Thursday, October 11, 2012

The Lesson from Benghazi

The tragic – and apparently avoidable – death of an Ambassador and 3 other officials is another grim reminder of both an endemic and systemic problem:  the United States is a reactive country.  And this is a significant problem for both national security strategy and business security.  Loss of life is certainly far more important than the loss of physical or intellectual assets, but the underlying principle is basically the same:  we fail to provide adequate security.
As a nation and in the business sector, we tend to be more reactionary than proactive – we have a long history of “not closing the barn door until after the horse has run off.”  We believe that bad things can happen, but only somewhere else or to somebody else;  and even when we recognize that something bad may happen, we rarely expect the worst-case scenario to occur.  We tend to look only at the immediate past for the information with which we make our decisions regarding the immediate future.    So when there are few actual, everyday problems or incidents, security becomes an afterthought and again becomes relegated to the status of “necessary evil.”
We fail to recognize that the law of averages and the intent of our enemies will ultimately affect everybody.
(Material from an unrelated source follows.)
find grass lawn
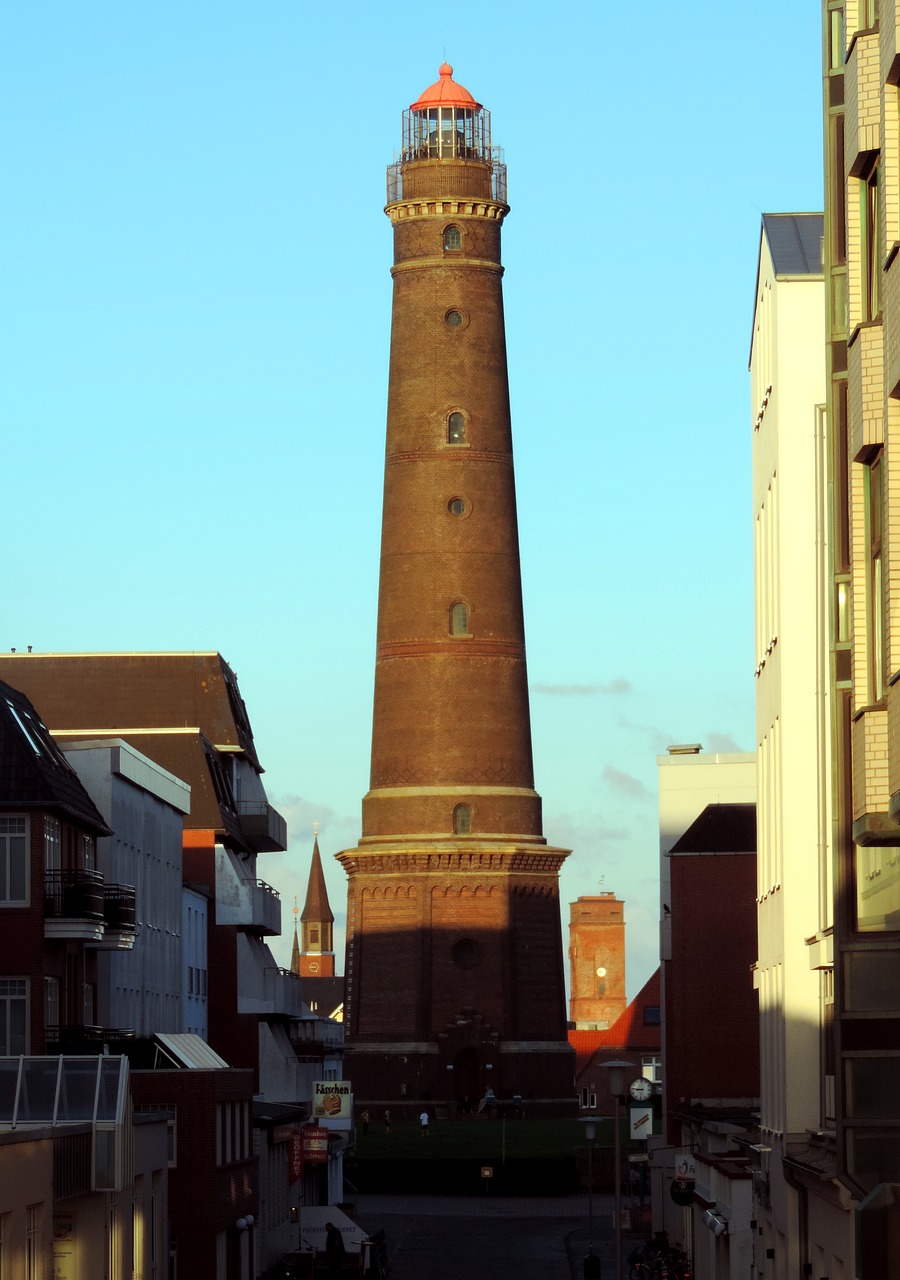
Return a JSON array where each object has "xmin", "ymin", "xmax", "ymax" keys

We rely on our God or Lady Luck or whatever to keep us safe from “the big one.” The security assessors and planners are always viewed as the naysayers,  the ones who bring negativism to the table because, while everybody else is talking about peace and détente and political correctness, the person charged with looking for the bad things will raise his hand and ask “...But what if...?”  And all the shaking heads will turn in that person's direction and his views will be looked on as the ramblings of someone who isn't really with the team or on the bandwagon because "...those things just won't happen to us." But they can...and they will...and they usually do happen.
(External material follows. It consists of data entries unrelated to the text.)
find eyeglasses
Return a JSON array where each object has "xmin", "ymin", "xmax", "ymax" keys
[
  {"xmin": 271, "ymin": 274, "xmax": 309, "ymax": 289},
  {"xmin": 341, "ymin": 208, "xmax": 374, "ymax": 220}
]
The major cause for having inadequate security is readily apparent:  the people who do the security assessments and create the security plans (in other words, the people who are the most likely to know what to expect) are never the ones in complete control of security. Responsible and accountable and scapegoat-able, yes. In control, no. Why? Because someone else always controls the decision to implement the plans and policies, the money and the resources. Some bureaucrat or executive always has to look at what the security readiness plan will entail and cost and determine – usually in a completely uninformed way – if the imposition of inconvenience and expenditure is really worthwhile, and if the funds and other resources are really most wisely spent on something that may never happen.  So with this fiscal attitude, bolstered by our naïve and erroneous belief that it can't happen to us, the will and the money and the resources we need for truly adequate security are never in place when we need them most – preferably before, but at least at the beginning of some disaster.  And we suffer again.  Needlessly.
Both our nation and the business world need to recognize the importance and value of security.  Our post-9/11 world,  coupled with the realities of today’s economy, makes the practice and implementation of adequate security a virtual necessity.  No longer can the protection of our people and our assets be relegated to good fortune and happenchance.  Rather, a systematic approach to assure that everything reasonable is being done to guarantee our nation’s and our business organizations’ safety and financial well-being is of vital and strategic importance.  And the marketing and selling of the concept of adequate protective efforts is a job that must be continually and relentlessly pursued by security professionals, since bureaucrats and executives are most often concerned only with the things that undermine the ability to provide good security.